I wrote this column for Commonwealth Magazine on the 5th anniversary of the ACA’s signing on March 23. In case you did not see it, there are messages in here helpful to Americans in understanding this massive policy change. Let me know what you think. One correction: the decline in some hospital acquired conditions referenced near the end of the column can be traced to the early 2000s and has accelerated significantly in the past five years.
On the fifth anniversary of the signing of the Affordable Care Act, I ponder how non-Americans view our momentous and controversial health reform law. Like many US health policy analysts, I get requests from groups outside the US to explain the ACA, or “Obamacare.” I have traveled to Brazil, Australia, and South Africa, and also addressed foreign audiences here in the US, to explain what they should they know about the law and why they might care. I offer them two conclusions, and believe Americans might benefit by knowing them. They are: we remain laggards in providing access to health care coverage, and we are now real leaders in global efforts to improve health care’s quality, efficiency, and effectiveness.
First, when it comes to providing universal coverage and financial protection from the costs of illness and injury, non-Americans have almost nothing of value to learn from us. Even after the ACA’s health insurance expansions are fully implemented by 2016-2017, the US will still have the most inefficient, expensive, wasteful, and unfair coverage system of any advanced nation on the planet.
Long before President Obama signed the ACA in 2010, every other developed nation had established a system to provide universal coverage for all their citizens. Each found its own idiosyncratic path, using differing measures of market and government intervention to align with their distinct economic and political cultures. They all did it better than the ACA ever will.
Make no mistake, for Americans the ACA represents a quantum leap forward in providing more secure and comprehensive coverage and financial protection. It does so by eliminating coverage denials because of pre-existing conditions, lifetime and annual coverage limits, and much more. Since the major insurance expansions took effect on January 1, 2014, 16.4 million formerly uninsured Americans now have coverage. In years ahead, I hope Americans will press for and win improvements to make the ACA fairer and better.
Yet, even after full implementation, 25-30 million Americans will still be uninsured, especially in states refusing to expand their Medicaid programs. Too many Americans will have insurance with high deductibles and limits on physician and hospital choice. Further, for most non-elderly Americans, the quality of access to medically necessary care is still determined by place of employment, leaving gaping disparities in benefits, premiums, cost-sharing, and provider access.
Today, universal health insurance is a global movement, as developing nations recognize that coverage is crucial to economic growth and societal development. My advice to everyone outside the US: Enjoy watching the spectacle of Americans beating ourselves senseless in the Obamacare political furor – think of it as World Cup health politics. Just look elsewhere for sound policy guidance.

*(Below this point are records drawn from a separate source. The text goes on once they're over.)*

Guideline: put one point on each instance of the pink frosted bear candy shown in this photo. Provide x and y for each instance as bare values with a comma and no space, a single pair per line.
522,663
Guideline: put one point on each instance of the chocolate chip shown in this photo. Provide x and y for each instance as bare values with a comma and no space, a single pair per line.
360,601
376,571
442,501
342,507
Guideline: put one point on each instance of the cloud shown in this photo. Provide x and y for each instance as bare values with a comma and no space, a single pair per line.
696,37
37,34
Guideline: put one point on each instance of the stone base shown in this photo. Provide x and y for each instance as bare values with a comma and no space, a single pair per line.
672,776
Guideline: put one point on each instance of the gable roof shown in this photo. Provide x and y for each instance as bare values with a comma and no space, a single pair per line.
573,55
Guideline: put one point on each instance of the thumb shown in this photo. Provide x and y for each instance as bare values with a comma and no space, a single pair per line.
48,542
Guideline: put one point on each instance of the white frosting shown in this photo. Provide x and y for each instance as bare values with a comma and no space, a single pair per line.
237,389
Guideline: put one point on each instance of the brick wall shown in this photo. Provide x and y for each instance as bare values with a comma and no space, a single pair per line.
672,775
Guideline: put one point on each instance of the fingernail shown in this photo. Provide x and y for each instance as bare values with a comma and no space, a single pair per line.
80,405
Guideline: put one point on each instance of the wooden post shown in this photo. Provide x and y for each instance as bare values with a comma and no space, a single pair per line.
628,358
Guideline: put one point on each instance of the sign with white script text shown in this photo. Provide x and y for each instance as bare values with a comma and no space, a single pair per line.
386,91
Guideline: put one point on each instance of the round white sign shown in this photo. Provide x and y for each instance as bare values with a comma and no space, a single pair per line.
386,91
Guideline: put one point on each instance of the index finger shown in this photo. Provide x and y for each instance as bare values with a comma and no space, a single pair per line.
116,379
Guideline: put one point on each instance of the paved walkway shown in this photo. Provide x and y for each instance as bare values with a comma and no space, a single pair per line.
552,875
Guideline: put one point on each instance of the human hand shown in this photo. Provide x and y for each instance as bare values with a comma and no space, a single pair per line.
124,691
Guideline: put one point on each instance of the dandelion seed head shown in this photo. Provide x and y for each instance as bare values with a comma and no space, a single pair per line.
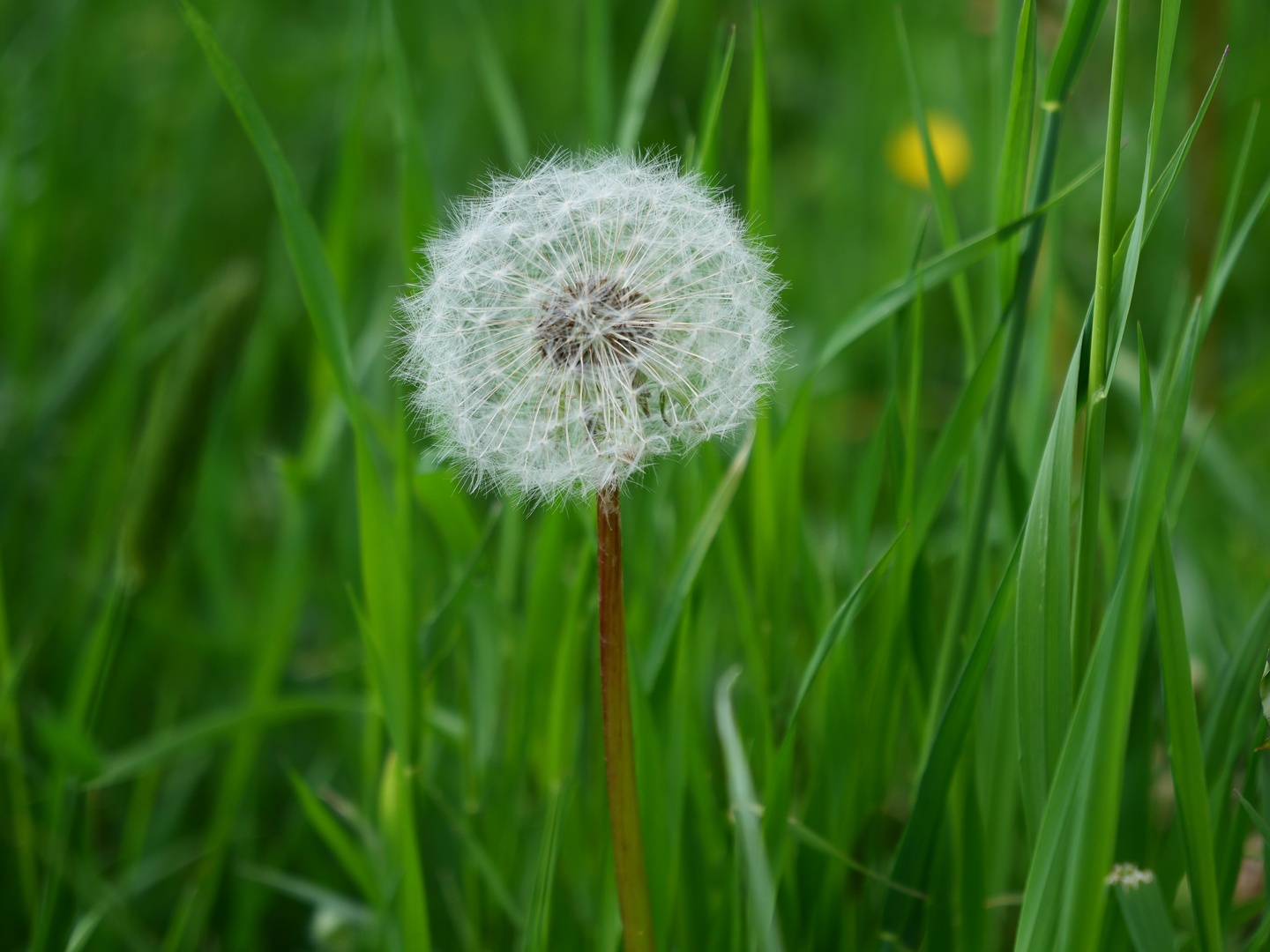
583,319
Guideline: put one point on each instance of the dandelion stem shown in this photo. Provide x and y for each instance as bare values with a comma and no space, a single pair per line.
619,741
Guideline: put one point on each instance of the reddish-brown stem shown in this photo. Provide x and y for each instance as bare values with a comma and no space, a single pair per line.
619,743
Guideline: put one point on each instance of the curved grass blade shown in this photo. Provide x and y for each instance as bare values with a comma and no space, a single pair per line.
705,158
841,622
188,736
764,925
944,212
690,564
758,169
1143,908
498,89
934,271
644,71
303,242
917,843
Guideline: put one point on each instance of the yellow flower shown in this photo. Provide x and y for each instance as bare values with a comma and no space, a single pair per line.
952,152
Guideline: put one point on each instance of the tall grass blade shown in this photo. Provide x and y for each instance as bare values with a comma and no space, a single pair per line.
1042,659
499,93
690,564
705,156
644,72
761,890
944,212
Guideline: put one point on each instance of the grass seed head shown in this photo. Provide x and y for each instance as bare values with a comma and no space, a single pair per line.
586,317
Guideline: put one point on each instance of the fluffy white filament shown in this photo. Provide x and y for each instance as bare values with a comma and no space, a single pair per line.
586,317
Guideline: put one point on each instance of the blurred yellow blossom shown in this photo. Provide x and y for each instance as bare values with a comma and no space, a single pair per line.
952,147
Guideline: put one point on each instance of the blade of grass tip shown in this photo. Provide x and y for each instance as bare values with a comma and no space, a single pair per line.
644,71
597,56
303,242
1042,623
764,925
944,212
340,225
418,208
499,93
690,564
1079,828
1070,56
1185,752
197,733
705,158
344,848
1091,476
758,167
1016,143
935,271
537,929
19,795
841,623
1143,908
917,843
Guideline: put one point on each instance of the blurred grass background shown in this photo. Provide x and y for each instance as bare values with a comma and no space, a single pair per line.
231,747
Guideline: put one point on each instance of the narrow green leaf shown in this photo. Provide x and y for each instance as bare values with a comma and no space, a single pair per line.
498,89
1016,146
705,158
1185,752
537,931
418,208
917,843
1042,623
758,167
841,622
337,839
934,271
190,735
303,242
1143,908
644,72
764,925
690,564
944,212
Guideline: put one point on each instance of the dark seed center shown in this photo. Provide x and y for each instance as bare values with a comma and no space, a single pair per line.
594,322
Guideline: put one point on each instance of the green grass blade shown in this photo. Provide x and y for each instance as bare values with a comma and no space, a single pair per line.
690,564
537,932
944,212
1074,42
337,839
934,271
915,850
418,208
597,55
705,158
1042,659
758,169
1185,752
499,93
303,242
1143,908
190,735
644,72
1016,146
841,622
764,925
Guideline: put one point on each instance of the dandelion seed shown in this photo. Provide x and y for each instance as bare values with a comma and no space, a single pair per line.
585,319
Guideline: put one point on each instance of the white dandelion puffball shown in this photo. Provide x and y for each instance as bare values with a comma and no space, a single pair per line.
586,317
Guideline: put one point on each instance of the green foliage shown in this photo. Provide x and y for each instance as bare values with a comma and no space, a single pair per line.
914,668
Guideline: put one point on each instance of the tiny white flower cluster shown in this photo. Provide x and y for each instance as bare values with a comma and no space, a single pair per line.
586,317
1129,876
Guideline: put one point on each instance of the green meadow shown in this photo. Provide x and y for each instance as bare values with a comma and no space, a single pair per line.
959,646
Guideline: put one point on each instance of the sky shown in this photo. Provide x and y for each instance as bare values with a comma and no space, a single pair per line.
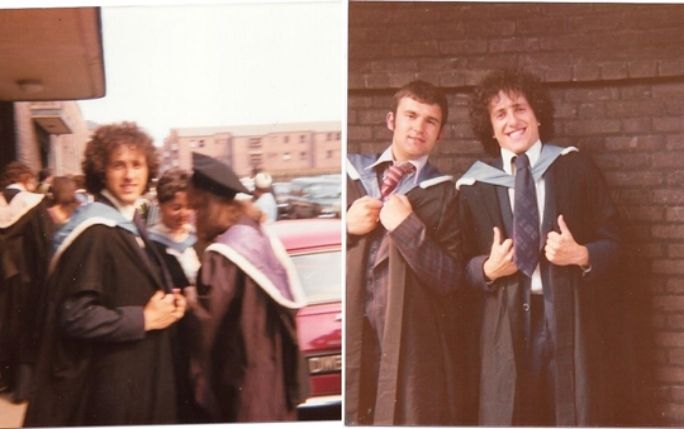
221,63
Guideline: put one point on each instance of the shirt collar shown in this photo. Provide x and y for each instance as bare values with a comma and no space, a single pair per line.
127,210
532,154
388,156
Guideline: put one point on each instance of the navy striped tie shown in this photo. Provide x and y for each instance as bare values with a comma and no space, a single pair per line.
525,218
393,176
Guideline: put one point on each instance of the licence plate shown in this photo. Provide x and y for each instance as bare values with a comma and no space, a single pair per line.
323,364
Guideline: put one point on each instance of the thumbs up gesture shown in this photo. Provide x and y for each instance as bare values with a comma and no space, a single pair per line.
500,262
562,249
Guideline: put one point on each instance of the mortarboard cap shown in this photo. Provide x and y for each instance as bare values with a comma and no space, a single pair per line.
215,176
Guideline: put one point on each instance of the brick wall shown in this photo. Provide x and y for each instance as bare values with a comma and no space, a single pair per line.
616,73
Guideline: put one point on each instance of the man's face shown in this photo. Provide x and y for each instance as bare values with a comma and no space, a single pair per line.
126,173
176,213
207,210
515,125
416,128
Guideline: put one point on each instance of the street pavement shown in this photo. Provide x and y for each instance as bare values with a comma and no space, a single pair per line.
11,414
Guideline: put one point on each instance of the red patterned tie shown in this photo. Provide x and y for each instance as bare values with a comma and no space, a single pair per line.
393,176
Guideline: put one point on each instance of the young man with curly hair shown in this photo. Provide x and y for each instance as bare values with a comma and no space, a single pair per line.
106,356
541,243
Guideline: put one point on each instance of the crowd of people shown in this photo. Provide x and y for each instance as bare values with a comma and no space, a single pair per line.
482,300
106,321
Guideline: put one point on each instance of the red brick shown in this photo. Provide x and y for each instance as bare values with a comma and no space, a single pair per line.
637,125
672,413
647,213
635,178
513,44
463,47
402,65
372,117
635,143
668,124
398,79
675,251
591,110
669,159
359,133
592,127
669,303
632,108
676,285
670,374
675,142
674,214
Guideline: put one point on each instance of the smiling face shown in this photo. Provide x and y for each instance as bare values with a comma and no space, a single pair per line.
416,128
126,173
515,125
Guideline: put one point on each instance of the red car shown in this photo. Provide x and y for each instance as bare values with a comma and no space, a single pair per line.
315,245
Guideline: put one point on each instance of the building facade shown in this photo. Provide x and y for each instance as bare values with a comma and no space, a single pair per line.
284,150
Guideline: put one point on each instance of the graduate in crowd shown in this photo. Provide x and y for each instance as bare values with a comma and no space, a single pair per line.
24,248
263,196
64,200
106,355
246,363
542,242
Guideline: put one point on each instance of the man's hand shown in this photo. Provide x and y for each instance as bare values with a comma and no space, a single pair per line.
163,309
500,262
562,249
362,216
394,211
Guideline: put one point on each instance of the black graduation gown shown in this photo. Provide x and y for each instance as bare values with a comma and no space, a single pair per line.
110,373
575,189
24,249
246,363
421,378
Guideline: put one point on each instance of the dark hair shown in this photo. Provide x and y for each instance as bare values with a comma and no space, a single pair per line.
509,81
16,172
423,92
171,181
44,174
105,141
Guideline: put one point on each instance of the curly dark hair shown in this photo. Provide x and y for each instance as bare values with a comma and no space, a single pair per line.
509,81
171,181
424,92
16,172
104,141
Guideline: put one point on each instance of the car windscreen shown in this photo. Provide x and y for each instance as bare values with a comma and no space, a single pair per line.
320,275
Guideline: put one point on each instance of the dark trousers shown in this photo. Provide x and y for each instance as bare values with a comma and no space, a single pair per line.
535,396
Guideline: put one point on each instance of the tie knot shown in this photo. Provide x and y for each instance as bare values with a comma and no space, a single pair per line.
521,161
403,168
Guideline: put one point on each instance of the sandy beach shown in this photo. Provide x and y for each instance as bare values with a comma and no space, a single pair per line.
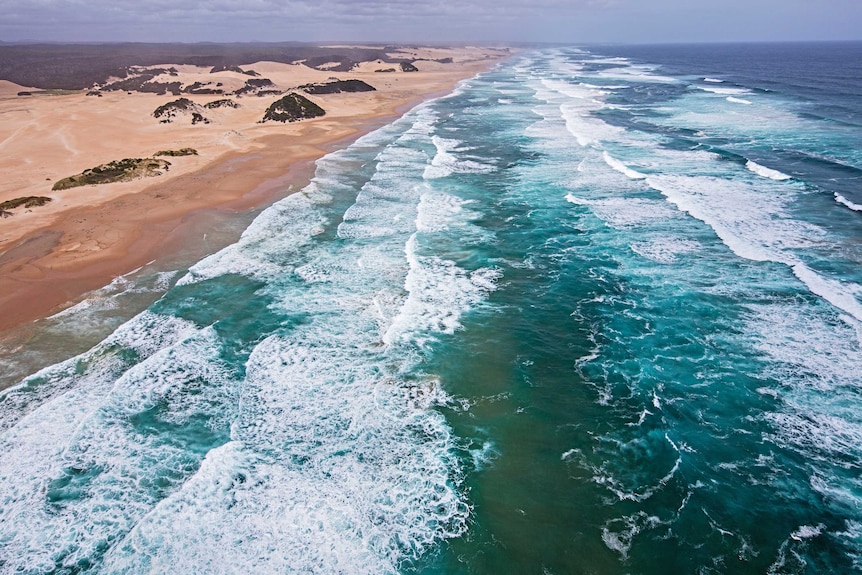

Yet, when it comes to improving the quality, efficiency, effectiveness and cost of medical care, nations have lots to learn from each other and the ACA is a globally important milestone. Though the ACA does not provide the answer to these challenges facing nearly every nation, it is one of the most aggressive and impressive set of initiatives and experiments ever developed to improve medical care delivery. These initiatives include accountable care organizations, patient-centered medical homes, value based insurance design, physician and hospital quality reporting, hospital penalties for readmissions and hospital acquired conditions, and much more.
Nearly every nation on earth confronts a similar dilemma, demands for medical services and resources far outstripping normal economic growth, forcing unending reductions for other valued public goods such as education, environmental protection, and economic development. Many nations, including the US, are struggling to move their health systems away from fee-for-service financing that rewards volume over quality and efficiency and toward accountable care and paying for value and outcomes. Because of the ACA, the US is now in the vanguard of this global movement.
In the past several years, for the first time, we’ve seen real reductions in readmissions of Medicare patients to hospitals as well as reductions in hospital acquired infections, falls, and medication errors. According to the US Agency for Healthcare Research and Quality, 35,000 fewer American died in hospitals between 2011 and 2013 because of these improvements. For the first time since the 1990s when the US awakened to the astonishing levels of poor quality and medical errors in our system, the needle is moving in the right direction.
While some ACA innovations will fail or disappoint, more will point the way toward even more meaningful improvements. Systemic improvement is a process, not a destination and the ACA’s innovations are a start, not the finish. When Congress tires of the endless conflict over providing affordable health insurance to needy Americans, we can hope they finally will turn their attention to continuous policy improvement of the ACA’s globally important system innovations.